Monday, June 12, 2023

CARE FOR THE EARTH IS PART OF OUR FAITH


 

For the past sixty years scientists and people who are in close connection with the earth have been warning us about the collapse of the world’s ecosystem. We are heating the atmosphere by our excessive burning of carbons, the soil and rivers are being poisoned by chemicals dumped into them and we  are losing the biodiversity of the animal and plant species of the world.  

 

Christians have been seriously challenged that their very religion allows humanity to exploit and cast off  the benefits of creation. In other words: use, abuse and throw away!

 

These serious challenges put serious Christian people to go back and examine the roots of their faith. The first thing they concluded was that all creation is a gift. Humanity is only one part of the gift. Humankind is meant to steward the gift of the earth but never abuse it like a piece of property that they throw away after it has served the purpose humans had for it. Stewardship is very different from ownership.

 

This reawakening of the original relationship that humanity was to have with the earth came to a head in the publication by Pope Francis of the encyclical, ‘Laudato si,’ (2015). This was not the official church teacher jumping on the bandwagon of ‘save the planet’ but the maturing of a much more authentic Christian understanding of the place of humanity and our relationship with all living things. 

 

This process has happened many times before in the history of Christianity. There were very serious problems in the past and we went back to the roots. What are our essential Christiaan values? What does the teachings of our faith have to offer us as preserve our planet?

 

First of all, it is our common home. Human beings are placed in relationship with everything else that lives and moves. Just as we see each human being as the very gift of God; so too, we must see every living creature (no matter how small) as the gift of God.
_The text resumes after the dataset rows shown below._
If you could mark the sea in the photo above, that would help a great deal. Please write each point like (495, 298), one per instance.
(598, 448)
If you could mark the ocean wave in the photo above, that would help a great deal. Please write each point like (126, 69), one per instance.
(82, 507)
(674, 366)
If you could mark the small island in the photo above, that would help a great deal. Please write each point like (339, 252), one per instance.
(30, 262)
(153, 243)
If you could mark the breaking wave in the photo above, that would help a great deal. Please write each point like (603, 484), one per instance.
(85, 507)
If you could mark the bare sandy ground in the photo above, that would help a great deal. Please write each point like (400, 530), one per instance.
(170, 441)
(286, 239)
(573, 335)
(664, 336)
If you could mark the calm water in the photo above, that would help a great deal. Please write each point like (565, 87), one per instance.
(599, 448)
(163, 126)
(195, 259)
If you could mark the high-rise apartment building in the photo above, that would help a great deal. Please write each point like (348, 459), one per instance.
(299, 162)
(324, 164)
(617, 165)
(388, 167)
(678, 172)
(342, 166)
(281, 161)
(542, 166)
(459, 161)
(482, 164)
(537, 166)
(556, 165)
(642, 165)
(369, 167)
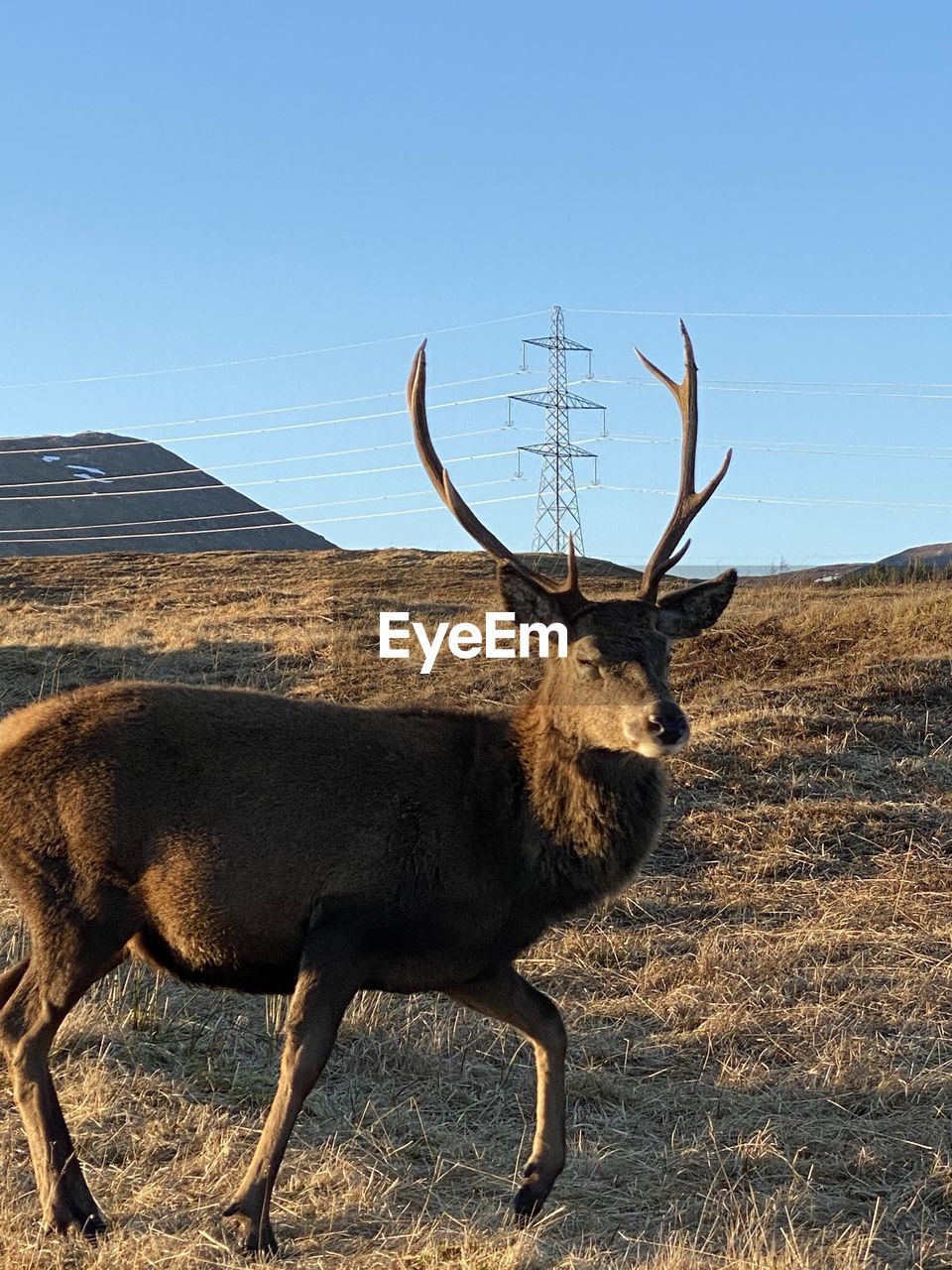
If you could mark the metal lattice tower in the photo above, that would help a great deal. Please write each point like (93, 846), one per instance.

We are sisters and brothers of all living things and they sisters and brothers to us. The earth looks very different when you see it as one glorious, inter-connected family.

 

Humanity has been given the task of working and tilling the earth. We are only stewards who are meant to bring the potential of the earth for the use of human beings and to develop and protect the potential of the earth for all living creatures. 

 

On this issue, humanity has failed so many times. We used the soil and the waters up, leaving huge patches of the earth to become deserts. We exploited the soils and the waters and left huge areas  empty for our grandchildren.

 

Our faith and the work of scientists challenges us to use the power and the riches of the earth to be fruitful and productive for all future generations. We must stand beside our productive farm -and in the Canadian prairies (and American prairies) and say: Now, we can nourish this land/soil so that it will produce food for the next thousand years. 

 

Care for the earth (in our prayer and our worship) is not just some fancy add-on. This responsibility is rooted deep in the holy Scriptures and our spirituality. We are only in the process of re-discovering what was always there. The crisis of a warming climate has only provoked us to re-discover what was always there in the first place.